The job will eventually be killed by your max wall time but normally
I try and contact the person and then qdel their job if I am sure
it really is stuck.
Steve
>
> See the cyan line at http://pptb01.physics.ox.ac.uk/graphs/load.gif (not yet
> dynamically updated) for the load profile for the last several days.
>
> Oxford active jobs can be viewed at:
>
> http://tbce01.physics.ox.ac.uk/cgi-bin/lsh/qstat
>
> And the state of the Worker Nodes is summarised at:
>
> http://tbce01.physics.ox.ac.uk/cgi-bin/lsh/pbsnodes
>
> In other news, I am working on a script which can run from the command line
> or as a CGI which will return in text, XML, HTML, and "single field mode"
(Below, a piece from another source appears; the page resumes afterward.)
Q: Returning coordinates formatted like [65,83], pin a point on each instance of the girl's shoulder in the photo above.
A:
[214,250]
> different status indicators. The current state of this can be seen at:
>
> http://tbce01.physics.ox.ac.uk/cgi-bin/lsh/
>
> Simply add one of the commands to the end of the URL and append options
> after that to see what it does. I _believe_ it is quite safe, given the
> filtering I do on all input parameters, and the mapping of a command name to
> an executable via a hash table. I'd be happy for any feedback. I'm hoping
> to come up with something which ties this in with RRDtool and Nagios for
> Grid site monitoring -- Yes, I know, Yet Another Grid Monitoring Project...
>
> Ian.
>
> --
> Ian Stokes-Rees [log in to unmask]
> Particle Physics, Oxford http://www-pnp.physics.ox.ac.uk/~stokes/
>
--
Steve Traylen
[log in to unmask]
http://www.gridpp.ac.uk/
|